State and federal officials, as well as environmentally conscious consumers and businesses, have come to realize that dumping organic waste into incinerators and landfills is a major expense and waste of a valuable resource. We are the solution. The organic waste we process is used to generate heat and electricity, organic fertilizer, soil additives, and bedding for animals.

We still have additional capacity in Exeter. We tried to interest the MRC in our facility a few years ago, but they never followed up and then told the Bangor City Council the other night that we were too expensive.

We are, in fact, a significantly cheaper option for the up to 40 percent of Bangor’s overall municipal waste that is organic waste, and our trucks are already in the city twice a week. Our tip fee for Bangor would be in the $40 per ton range (compared with $70) and transportation costs would be minimal since we are only 25 miles away and already have partners within the city, including Hannaford, the Maine Air National Guard and others.

It is also interesting to note that the Fiberight application with the Maine DEP states that the Hampden plant will discharge 150,000 gallons a day — or more than 50 million gallons a year — all into Bangor’s treatment plant, which would undoubtedly be a strain.

Our effluent, on the other hand, is used as a beneficial fertilizer for croplands on the farm.

It is to PERC’s credit that they see us as a partner, not a competitor. They know that waste separated at the source is better for all of us — better fuel for their plant, higher-value recyclables to sell, and higher-quality organic waste for processing by us. Fiberight says, just throw it all in the same container and we’ll take care of it.
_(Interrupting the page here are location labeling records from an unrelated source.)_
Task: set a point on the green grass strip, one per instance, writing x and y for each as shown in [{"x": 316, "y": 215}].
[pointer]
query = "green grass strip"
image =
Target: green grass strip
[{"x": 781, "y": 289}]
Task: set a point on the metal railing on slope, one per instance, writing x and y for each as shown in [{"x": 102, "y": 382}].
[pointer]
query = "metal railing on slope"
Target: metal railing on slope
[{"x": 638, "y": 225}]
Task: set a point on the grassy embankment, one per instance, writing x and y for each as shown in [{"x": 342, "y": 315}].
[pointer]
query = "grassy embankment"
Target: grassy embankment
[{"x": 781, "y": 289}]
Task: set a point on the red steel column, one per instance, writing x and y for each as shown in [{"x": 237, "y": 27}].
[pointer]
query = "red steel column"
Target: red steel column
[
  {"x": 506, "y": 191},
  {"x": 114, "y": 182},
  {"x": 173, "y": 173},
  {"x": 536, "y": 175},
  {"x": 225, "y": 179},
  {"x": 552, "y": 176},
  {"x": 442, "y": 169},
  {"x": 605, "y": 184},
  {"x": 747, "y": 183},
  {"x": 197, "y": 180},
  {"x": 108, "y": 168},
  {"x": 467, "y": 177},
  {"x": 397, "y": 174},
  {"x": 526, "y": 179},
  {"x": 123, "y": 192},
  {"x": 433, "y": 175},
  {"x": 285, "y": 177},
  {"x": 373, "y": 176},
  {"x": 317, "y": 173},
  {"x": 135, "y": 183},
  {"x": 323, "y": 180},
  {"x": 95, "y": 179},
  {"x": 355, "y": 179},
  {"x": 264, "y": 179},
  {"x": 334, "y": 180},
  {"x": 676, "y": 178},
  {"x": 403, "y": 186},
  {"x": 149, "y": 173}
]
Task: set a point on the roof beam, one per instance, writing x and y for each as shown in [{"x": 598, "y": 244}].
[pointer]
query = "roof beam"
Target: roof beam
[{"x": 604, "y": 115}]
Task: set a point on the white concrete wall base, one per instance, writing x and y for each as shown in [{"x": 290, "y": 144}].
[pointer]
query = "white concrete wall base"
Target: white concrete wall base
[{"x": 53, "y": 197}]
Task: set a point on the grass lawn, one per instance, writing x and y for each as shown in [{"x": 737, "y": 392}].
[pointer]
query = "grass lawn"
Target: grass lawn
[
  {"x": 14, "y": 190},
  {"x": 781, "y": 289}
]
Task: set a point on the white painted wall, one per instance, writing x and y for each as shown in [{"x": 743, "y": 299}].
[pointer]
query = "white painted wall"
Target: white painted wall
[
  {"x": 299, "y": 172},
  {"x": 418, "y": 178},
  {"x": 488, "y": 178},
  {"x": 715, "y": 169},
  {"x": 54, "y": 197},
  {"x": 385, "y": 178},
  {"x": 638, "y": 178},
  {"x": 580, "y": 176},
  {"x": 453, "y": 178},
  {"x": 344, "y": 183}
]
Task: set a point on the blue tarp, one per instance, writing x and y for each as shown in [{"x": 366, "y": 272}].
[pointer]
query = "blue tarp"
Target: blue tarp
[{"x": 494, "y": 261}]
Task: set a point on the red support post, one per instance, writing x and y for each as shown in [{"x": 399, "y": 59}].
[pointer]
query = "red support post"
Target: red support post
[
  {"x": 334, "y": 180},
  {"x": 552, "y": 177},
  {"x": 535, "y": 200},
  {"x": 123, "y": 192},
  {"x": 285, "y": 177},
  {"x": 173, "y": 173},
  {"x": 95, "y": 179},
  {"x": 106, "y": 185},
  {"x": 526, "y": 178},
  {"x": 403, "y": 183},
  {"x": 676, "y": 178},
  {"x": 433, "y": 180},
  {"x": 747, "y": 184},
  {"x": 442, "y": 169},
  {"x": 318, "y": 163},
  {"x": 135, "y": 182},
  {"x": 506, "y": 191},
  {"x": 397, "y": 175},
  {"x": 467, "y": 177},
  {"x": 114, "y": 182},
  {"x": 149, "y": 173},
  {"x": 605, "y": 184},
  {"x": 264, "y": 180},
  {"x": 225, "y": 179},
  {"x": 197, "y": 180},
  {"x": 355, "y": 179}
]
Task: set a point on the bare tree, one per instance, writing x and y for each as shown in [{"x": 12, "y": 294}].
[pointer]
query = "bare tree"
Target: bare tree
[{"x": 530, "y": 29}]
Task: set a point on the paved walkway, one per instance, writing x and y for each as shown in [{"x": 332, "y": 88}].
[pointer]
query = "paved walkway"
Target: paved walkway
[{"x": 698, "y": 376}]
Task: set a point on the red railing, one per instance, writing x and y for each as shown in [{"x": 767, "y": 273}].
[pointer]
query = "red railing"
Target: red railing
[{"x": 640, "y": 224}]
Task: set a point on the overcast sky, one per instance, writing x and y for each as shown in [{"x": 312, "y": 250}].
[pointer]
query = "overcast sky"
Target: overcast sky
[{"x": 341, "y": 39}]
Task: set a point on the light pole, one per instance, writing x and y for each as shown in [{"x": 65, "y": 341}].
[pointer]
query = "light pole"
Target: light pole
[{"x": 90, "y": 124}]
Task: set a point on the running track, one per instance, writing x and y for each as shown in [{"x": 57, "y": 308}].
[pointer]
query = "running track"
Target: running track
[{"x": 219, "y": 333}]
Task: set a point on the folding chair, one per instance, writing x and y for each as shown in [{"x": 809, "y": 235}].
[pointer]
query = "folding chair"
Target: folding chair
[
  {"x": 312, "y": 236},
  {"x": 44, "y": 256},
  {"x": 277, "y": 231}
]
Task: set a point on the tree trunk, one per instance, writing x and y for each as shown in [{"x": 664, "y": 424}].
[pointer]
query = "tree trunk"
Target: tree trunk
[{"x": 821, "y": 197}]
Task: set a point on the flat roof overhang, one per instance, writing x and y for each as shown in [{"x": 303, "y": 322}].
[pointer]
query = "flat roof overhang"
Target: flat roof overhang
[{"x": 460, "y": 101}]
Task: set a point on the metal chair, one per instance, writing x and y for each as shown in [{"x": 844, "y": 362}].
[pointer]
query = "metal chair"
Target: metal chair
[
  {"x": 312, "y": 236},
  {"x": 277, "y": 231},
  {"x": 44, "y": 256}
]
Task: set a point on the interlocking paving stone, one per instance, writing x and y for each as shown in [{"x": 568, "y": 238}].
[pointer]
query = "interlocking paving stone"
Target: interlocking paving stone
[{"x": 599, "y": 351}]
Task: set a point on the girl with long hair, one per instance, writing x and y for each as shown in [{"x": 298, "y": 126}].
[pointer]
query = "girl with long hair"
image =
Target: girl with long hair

It sounds easy, but we know from experience that it just doesn’t work that work way.

But in the end it all comes down to this one fundamental question: Why would Bangor or any other MRC community spend millions of their taxpayers’ dollars to build a facility that seems unlikely to live up to its promises or the state’s solid waste management hierarchy when there already exists a world-class, fully funded, and more environmentally responsible solution right in their own back yard?

Dan Bell is general manager of Exeter Agri-Energy, a renewable energy company that converts animal and food waste into electricity at Stonyvale Farm in Exeter.